There are many advantages Himawari-8 (and hence GOES-R) will offer in CI nowcasting. The improved spatial resolution (0.5 km and 2 km for visible and infrared channels, respectively) provides an opportunity to detect developing cumulus clouds in greater detail. Having extra spectral channels (specifically, 1.6, 2.3, 6.2, 6.9, 7.3, 8.5, and 10.4 µm) will help gain better understanding of cloud-top properties within growing cumulus clouds. While the temporal resolution does not seem to make much difference – 15 min for GOES and MSG vs. 10 min for Himawari-8, it provides critical background information on the future use of CI algorithm in GOES-R, especially in cases where cloud development in advance of CI is rapid. As noted, given the similarities between Himawari-8 and GOES-R, this study will provide solid information for CI detection within the GOES-R era.
The areas of interest in this study are within the Himawari-8 coverage: Guam and Japan. Initially, 154 potential satellite-based CI “interest fields” (139 infrared and 15 visible reflectance) are developed, with correlation and principal component analysis then used to distinguish the most unique and relevant “CI fields” when using Himawari-8 data for CI nowcasting. Similar to Mecikalski et al. (2010a, b), three processes during CI are examined: cloud depth and its changes, updraft strength, and cloud-top glaciation. The addition of 2.3 µm channel in Himawari-8 also enables us to evaluate the cloud particle size distribution and its influence in CI nowcasting; the potential application of this process will be discussed in this study. Other aspects of this study include:
1) The utility of improved spatial resolution of Himawari-8 compared to the current GOES series (2 km vs. 4-8 km)

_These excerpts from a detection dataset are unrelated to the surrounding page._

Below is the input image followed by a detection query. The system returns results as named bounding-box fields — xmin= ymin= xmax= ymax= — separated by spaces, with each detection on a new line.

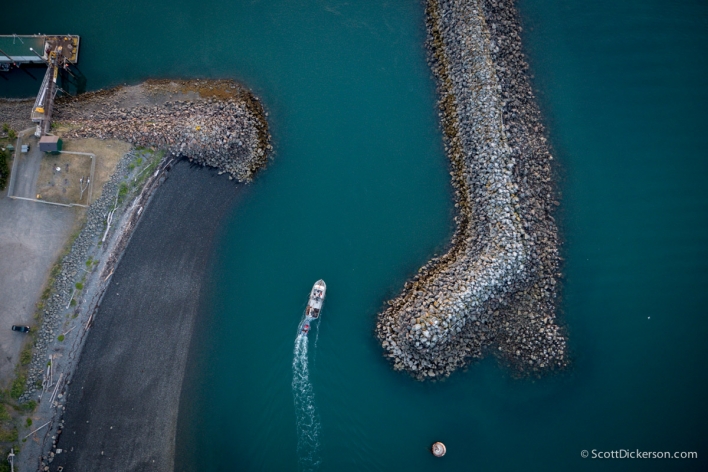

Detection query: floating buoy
xmin=430 ymin=441 xmax=447 ymax=457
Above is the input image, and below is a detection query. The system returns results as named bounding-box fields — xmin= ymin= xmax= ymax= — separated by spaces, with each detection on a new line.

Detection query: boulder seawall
xmin=56 ymin=80 xmax=273 ymax=182
xmin=376 ymin=0 xmax=567 ymax=380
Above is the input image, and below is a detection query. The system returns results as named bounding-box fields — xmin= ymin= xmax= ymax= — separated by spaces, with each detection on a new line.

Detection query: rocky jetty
xmin=55 ymin=80 xmax=272 ymax=181
xmin=376 ymin=0 xmax=567 ymax=380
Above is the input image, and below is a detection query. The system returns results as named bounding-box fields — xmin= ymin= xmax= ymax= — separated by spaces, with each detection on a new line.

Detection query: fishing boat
xmin=300 ymin=279 xmax=327 ymax=334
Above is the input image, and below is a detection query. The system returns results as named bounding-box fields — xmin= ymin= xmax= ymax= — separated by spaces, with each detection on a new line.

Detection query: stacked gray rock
xmin=20 ymin=151 xmax=138 ymax=402
xmin=56 ymin=82 xmax=272 ymax=182
xmin=376 ymin=0 xmax=567 ymax=380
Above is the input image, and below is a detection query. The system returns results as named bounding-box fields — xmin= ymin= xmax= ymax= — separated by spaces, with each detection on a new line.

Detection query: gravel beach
xmin=50 ymin=160 xmax=244 ymax=471
xmin=0 ymin=80 xmax=272 ymax=471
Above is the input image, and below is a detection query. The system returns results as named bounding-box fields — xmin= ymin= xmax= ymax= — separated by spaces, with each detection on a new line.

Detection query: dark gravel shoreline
xmin=376 ymin=0 xmax=568 ymax=380
xmin=50 ymin=160 xmax=245 ymax=471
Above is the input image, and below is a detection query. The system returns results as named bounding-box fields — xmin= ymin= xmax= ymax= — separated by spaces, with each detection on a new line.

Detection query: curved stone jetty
xmin=55 ymin=80 xmax=272 ymax=181
xmin=376 ymin=0 xmax=567 ymax=380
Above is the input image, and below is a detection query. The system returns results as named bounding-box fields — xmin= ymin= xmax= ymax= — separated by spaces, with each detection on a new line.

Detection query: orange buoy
xmin=430 ymin=441 xmax=447 ymax=457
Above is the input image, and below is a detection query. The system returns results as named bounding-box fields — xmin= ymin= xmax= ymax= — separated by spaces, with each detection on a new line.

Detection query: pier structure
xmin=0 ymin=34 xmax=80 ymax=137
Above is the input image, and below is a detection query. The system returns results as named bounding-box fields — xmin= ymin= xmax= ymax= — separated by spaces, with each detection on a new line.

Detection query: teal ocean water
xmin=0 ymin=0 xmax=708 ymax=471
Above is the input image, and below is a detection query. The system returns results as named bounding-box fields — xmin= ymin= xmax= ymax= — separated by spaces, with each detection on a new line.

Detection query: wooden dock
xmin=0 ymin=34 xmax=80 ymax=136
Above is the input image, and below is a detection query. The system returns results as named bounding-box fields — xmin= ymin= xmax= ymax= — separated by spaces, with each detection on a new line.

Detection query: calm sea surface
xmin=0 ymin=0 xmax=708 ymax=471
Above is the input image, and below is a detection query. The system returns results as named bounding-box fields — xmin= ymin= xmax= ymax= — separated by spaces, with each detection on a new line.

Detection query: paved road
xmin=0 ymin=181 xmax=76 ymax=385
xmin=51 ymin=161 xmax=244 ymax=472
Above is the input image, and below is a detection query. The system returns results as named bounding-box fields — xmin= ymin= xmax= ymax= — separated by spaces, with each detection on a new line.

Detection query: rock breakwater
xmin=376 ymin=0 xmax=567 ymax=380
xmin=56 ymin=80 xmax=272 ymax=181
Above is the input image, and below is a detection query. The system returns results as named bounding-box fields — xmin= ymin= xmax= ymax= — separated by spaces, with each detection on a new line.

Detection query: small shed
xmin=39 ymin=136 xmax=62 ymax=152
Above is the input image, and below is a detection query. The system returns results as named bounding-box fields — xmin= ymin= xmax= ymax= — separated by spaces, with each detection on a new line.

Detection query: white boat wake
xmin=293 ymin=333 xmax=321 ymax=471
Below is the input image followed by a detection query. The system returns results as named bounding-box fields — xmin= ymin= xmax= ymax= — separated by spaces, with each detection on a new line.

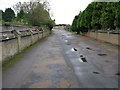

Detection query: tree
xmin=3 ymin=8 xmax=15 ymax=22
xmin=0 ymin=10 xmax=4 ymax=21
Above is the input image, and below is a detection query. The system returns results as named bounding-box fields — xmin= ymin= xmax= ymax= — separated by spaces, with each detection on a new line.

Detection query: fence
xmin=0 ymin=29 xmax=49 ymax=62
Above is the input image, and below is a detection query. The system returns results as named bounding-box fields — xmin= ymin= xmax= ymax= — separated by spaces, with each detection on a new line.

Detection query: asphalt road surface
xmin=3 ymin=29 xmax=119 ymax=88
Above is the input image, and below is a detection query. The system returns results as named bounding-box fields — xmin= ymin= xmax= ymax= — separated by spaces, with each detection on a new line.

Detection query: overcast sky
xmin=0 ymin=0 xmax=93 ymax=24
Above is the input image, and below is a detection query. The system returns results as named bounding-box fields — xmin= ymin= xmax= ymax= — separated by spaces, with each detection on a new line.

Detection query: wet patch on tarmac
xmin=98 ymin=54 xmax=107 ymax=56
xmin=81 ymin=57 xmax=87 ymax=62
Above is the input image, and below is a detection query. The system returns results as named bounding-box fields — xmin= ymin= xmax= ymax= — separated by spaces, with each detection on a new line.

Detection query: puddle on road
xmin=86 ymin=47 xmax=92 ymax=50
xmin=93 ymin=72 xmax=100 ymax=74
xmin=115 ymin=73 xmax=120 ymax=76
xmin=81 ymin=57 xmax=87 ymax=62
xmin=65 ymin=40 xmax=71 ymax=45
xmin=71 ymin=48 xmax=77 ymax=52
xmin=98 ymin=54 xmax=107 ymax=56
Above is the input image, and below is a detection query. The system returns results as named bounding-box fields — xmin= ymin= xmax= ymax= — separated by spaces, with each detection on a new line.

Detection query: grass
xmin=0 ymin=34 xmax=53 ymax=71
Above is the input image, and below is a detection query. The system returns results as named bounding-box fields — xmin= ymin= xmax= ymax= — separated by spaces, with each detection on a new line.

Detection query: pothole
xmin=98 ymin=54 xmax=107 ymax=56
xmin=93 ymin=72 xmax=100 ymax=74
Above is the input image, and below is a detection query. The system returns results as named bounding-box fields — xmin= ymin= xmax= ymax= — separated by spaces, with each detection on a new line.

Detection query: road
xmin=3 ymin=29 xmax=118 ymax=88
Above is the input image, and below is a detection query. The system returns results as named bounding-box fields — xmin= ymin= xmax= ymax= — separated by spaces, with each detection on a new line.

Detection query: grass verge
xmin=0 ymin=34 xmax=53 ymax=71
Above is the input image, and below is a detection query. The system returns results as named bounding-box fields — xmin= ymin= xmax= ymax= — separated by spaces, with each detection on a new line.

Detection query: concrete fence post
xmin=13 ymin=30 xmax=21 ymax=52
xmin=95 ymin=31 xmax=98 ymax=39
xmin=29 ymin=30 xmax=34 ymax=45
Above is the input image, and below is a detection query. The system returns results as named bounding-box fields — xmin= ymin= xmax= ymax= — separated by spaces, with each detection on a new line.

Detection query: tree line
xmin=71 ymin=2 xmax=120 ymax=34
xmin=0 ymin=1 xmax=55 ymax=29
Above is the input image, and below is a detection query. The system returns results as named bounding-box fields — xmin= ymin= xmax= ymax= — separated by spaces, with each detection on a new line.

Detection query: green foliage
xmin=72 ymin=2 xmax=120 ymax=34
xmin=3 ymin=8 xmax=15 ymax=22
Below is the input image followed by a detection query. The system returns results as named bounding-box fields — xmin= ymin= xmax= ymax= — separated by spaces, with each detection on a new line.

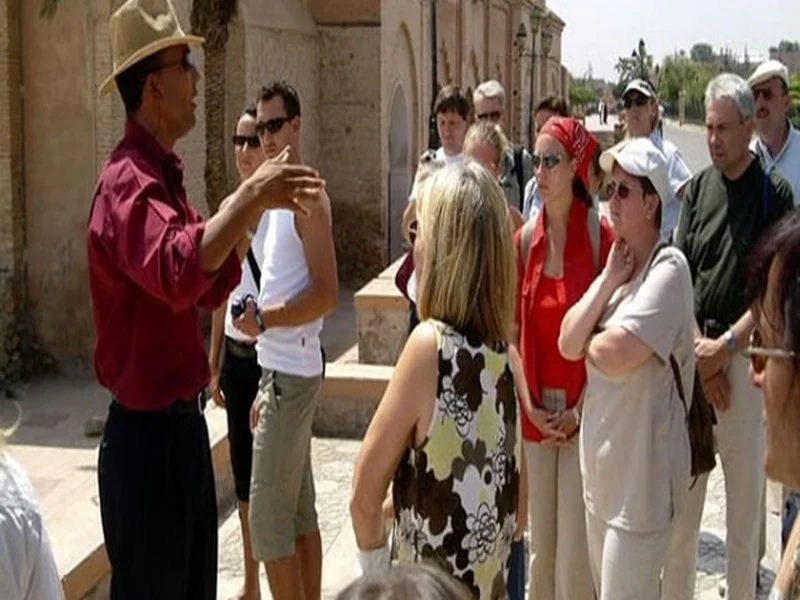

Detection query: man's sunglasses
xmin=477 ymin=110 xmax=503 ymax=121
xmin=606 ymin=181 xmax=632 ymax=200
xmin=153 ymin=50 xmax=197 ymax=73
xmin=256 ymin=117 xmax=292 ymax=135
xmin=233 ymin=135 xmax=261 ymax=148
xmin=531 ymin=154 xmax=561 ymax=171
xmin=625 ymin=94 xmax=650 ymax=109
xmin=753 ymin=88 xmax=775 ymax=102
xmin=742 ymin=329 xmax=797 ymax=374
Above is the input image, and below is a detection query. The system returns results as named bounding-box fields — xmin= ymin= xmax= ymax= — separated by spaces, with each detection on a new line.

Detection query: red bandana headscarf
xmin=539 ymin=117 xmax=597 ymax=190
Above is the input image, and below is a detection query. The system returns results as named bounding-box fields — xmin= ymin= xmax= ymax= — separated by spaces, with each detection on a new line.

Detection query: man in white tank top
xmin=235 ymin=81 xmax=338 ymax=599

2) The role of added channels – e.g., 2.3, 6.2, 6.9, 7.3, 8.5, and 10.4 µm – in CI nowcasting
3) Comparison of cloud-top properties in tropical (Guam) and mid-latitude (Japan) regions
Thanks to the NOAA Satellite and Information Service (NESDIS) and Japan Meteorological Agency (JMA), we are able to examine the results from this study in the aforementioned regions for improvement in current GOES-R CI algorithm. The importance of this study in future GOES-R applications will also be discussed.